Don’t blame the shrinking U.S. money supply for the bear market in stocks. It’s not that liquidity has nothing to do with stock prices. It’s just that the relationship between them is too complex to be helpful in any straightforward way as a market-timing tool.
This is important to emphasize because this year’s experience is leading many stock-market experts and financial advisers to believe that there is a close correlation between the stock market and the nation’s money supply. The M2 money supply has shrunk 2.7% over the last six months — the lowest six-month growth at least since 1981, which is how far back I was able to obtain weekly data. (M2 includes U.S. cash in circulation, checking deposits, savings deposits under $100,000 and money-market mutual funds.)
The S&P 500
has since suffered mightily. At its mid-October low, the U.S. market benchmark was down more than 25% since its early-January high.
Compelling as this narrative is for explaining this year’s bear market, there have been many other past occasions when a shrinking money supply did not lead to a bear market on Wall Street. In fact, there is little consistency to the relationship between the stock market and changes in the money supply. Sometimes a shrinkage led to good stock market years, but other times not. The same has been true for an expanding money supply.
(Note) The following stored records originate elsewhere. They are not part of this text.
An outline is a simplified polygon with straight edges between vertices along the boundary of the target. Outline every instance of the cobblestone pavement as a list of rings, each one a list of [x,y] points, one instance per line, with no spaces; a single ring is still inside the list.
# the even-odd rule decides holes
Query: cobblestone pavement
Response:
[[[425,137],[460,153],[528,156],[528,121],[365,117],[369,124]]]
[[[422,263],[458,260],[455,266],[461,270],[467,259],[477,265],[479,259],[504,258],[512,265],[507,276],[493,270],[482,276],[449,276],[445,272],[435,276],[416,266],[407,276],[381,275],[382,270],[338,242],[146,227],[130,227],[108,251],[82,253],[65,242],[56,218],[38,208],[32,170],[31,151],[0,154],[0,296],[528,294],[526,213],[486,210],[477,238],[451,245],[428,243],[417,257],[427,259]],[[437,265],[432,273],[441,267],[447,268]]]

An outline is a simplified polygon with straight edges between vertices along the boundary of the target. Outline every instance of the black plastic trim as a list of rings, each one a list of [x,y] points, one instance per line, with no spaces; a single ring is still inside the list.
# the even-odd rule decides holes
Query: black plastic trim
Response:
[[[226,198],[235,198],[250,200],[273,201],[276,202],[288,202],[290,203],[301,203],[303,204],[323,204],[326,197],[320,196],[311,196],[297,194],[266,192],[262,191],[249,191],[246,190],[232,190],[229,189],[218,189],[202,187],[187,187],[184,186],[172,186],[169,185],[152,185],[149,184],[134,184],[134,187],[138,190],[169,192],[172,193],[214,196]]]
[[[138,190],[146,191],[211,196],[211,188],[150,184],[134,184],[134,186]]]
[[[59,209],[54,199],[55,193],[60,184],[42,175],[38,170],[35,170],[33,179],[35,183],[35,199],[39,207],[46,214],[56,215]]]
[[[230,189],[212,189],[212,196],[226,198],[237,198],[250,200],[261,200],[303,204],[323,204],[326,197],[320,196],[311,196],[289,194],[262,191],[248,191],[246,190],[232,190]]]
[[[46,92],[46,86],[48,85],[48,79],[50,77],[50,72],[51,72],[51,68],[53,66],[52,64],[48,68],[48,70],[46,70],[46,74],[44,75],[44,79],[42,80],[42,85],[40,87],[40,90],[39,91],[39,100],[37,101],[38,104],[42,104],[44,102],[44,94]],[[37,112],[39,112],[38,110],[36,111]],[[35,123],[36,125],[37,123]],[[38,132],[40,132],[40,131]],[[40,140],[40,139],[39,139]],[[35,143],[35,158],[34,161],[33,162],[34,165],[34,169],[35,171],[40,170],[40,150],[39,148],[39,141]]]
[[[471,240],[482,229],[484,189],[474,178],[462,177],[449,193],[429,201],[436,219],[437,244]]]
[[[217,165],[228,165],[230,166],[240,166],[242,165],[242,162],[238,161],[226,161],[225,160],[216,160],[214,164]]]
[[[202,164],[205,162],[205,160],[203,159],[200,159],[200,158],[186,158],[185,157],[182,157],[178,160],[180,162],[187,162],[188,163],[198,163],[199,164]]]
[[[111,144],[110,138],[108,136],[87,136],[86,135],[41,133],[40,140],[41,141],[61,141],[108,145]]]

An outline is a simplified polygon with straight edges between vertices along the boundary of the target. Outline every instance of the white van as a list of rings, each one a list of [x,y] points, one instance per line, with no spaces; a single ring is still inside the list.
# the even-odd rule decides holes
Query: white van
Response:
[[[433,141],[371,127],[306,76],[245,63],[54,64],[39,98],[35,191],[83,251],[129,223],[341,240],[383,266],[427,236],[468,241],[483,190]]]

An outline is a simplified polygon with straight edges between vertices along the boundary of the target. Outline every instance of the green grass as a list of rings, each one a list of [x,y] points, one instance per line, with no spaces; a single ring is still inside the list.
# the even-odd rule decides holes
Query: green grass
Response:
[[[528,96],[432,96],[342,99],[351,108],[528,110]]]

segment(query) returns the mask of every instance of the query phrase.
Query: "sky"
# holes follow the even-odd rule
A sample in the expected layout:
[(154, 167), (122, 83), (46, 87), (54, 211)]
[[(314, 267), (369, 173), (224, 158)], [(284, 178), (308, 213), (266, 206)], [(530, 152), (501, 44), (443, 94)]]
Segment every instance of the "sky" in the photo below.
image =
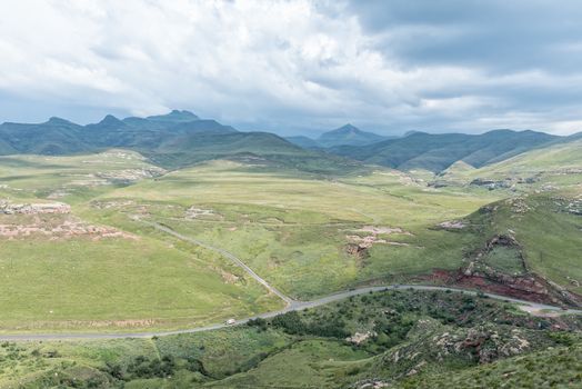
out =
[(2, 0), (0, 122), (582, 131), (579, 0)]

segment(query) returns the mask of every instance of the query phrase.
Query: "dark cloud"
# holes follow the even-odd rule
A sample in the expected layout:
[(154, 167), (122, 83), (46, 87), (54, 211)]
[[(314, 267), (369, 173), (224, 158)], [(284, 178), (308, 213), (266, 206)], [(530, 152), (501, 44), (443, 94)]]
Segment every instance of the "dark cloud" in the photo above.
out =
[[(582, 66), (576, 0), (351, 1), (362, 27), (404, 66), (458, 64), (491, 72)], [(578, 46), (578, 51), (572, 50)]]

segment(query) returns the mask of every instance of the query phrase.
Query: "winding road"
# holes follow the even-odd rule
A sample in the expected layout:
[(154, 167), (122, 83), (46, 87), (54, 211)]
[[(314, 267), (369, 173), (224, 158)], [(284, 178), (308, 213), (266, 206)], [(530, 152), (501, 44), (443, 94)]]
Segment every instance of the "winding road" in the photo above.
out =
[[(277, 311), (265, 312), (261, 315), (255, 315), (252, 317), (248, 317), (244, 319), (235, 320), (233, 323), (227, 325), (227, 323), (217, 323), (217, 325), (210, 325), (205, 327), (197, 327), (197, 328), (190, 328), (190, 329), (183, 329), (183, 330), (175, 330), (175, 331), (150, 331), (150, 332), (124, 332), (124, 333), (81, 333), (81, 332), (71, 332), (71, 333), (22, 333), (22, 335), (0, 335), (0, 341), (40, 341), (40, 340), (98, 340), (98, 339), (124, 339), (124, 338), (152, 338), (152, 337), (163, 337), (169, 335), (179, 335), (179, 333), (194, 333), (194, 332), (203, 332), (203, 331), (211, 331), (211, 330), (218, 330), (221, 328), (227, 327), (233, 327), (233, 326), (240, 326), (249, 322), (250, 320), (262, 318), (272, 318), (277, 315), (290, 312), (290, 311), (298, 311), (309, 308), (314, 308), (319, 306), (323, 306), (330, 302), (334, 302), (338, 300), (342, 300), (345, 298), (349, 298), (351, 296), (359, 296), (359, 295), (365, 295), (370, 292), (375, 291), (384, 291), (384, 290), (394, 290), (394, 289), (413, 289), (413, 290), (452, 290), (456, 292), (462, 292), (470, 296), (476, 296), (476, 291), (472, 290), (465, 290), (465, 289), (456, 289), (456, 288), (448, 288), (448, 287), (435, 287), (435, 286), (420, 286), (420, 285), (389, 285), (389, 286), (378, 286), (378, 287), (363, 287), (363, 288), (357, 288), (351, 290), (341, 291), (338, 293), (333, 293), (330, 296), (322, 297), (317, 300), (312, 301), (299, 301), (293, 300), (290, 297), (283, 295), (281, 291), (279, 291), (277, 288), (271, 286), (269, 282), (267, 282), (264, 279), (262, 279), (259, 275), (257, 275), (251, 268), (249, 268), (244, 262), (242, 262), (239, 258), (237, 258), (234, 255), (210, 246), (208, 243), (204, 243), (202, 241), (199, 241), (197, 239), (183, 236), (174, 230), (172, 230), (169, 227), (142, 220), (138, 217), (132, 218), (136, 221), (140, 221), (144, 225), (151, 226), (162, 232), (169, 233), (180, 240), (183, 240), (185, 242), (190, 242), (192, 245), (204, 247), (209, 250), (219, 252), (220, 255), (224, 256), (225, 258), (233, 261), (235, 265), (241, 267), (249, 276), (251, 276), (253, 279), (255, 279), (259, 283), (261, 283), (264, 288), (267, 288), (270, 292), (277, 295), (280, 297), (283, 301), (285, 301), (287, 307)], [(526, 308), (524, 310), (546, 310), (546, 311), (554, 311), (560, 313), (571, 313), (571, 315), (582, 315), (582, 310), (579, 309), (562, 309), (561, 307), (554, 307), (538, 302), (531, 302), (520, 299), (513, 299), (505, 296), (494, 295), (494, 293), (483, 293), (484, 296), (495, 299), (495, 300), (502, 300), (508, 302), (513, 302), (520, 305), (522, 308)]]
One source of this unstable relationship, I suspect, is that the relationship depends on investors’ attitudes about inflation. When they are on high alert for signs of imminent inflation, for example, then increases in M2 money supply are viewed as bad omens. When investors are instead more worried about deflation, then they celebrate money supply increases.
Fed balance sheet shrinkage
Strongly held beliefs die hard, and one comeback I’ve received to this analysis is that M2 is not the right measure of liquidity on which to focus. A better measure that some have suggested is the size of the Federal Reserve’s balance sheet.
As was the case with the money supply, there is strong circumstantial evidence in favor of this suggestion. The Fed’s balance sheet mushroomed from less than $4 trillion to more than $7 trillion in the immediate wake of the COVID-19 pandemic in the spring of 2020, and over the subsequent 12 months the S&P 500 nearly doubled. Over the past six months of 2022, in contrast, the Fed’s balance sheet has shrunk 2.2%, as the Fed’s quantitative tightening kicked in. Fewer than 10% of the six-month growth rates over the past two decades were any lower.
After analyzing the historical data more systematically, it becomes clear that the relationship between the stock market and Fed’s balance sheet is just as unstable as it is with M2 money supply. Sometimes the stock market performed spectacularly following a quickly expanding Fed balance sheet. The same could be said about a shrinking balance sheet. These results are summarized in the chart below.
The broader lesson here is the importance of subjecting our beliefs to statistical scrutiny — regardless of the intuitive plausibility of those beliefs. It makes perfect sense that changes in liquidity would lead to corresponding changes in the stock market. It just happens not to be true in any straightforward or mechanical way that investors can use to beat the market.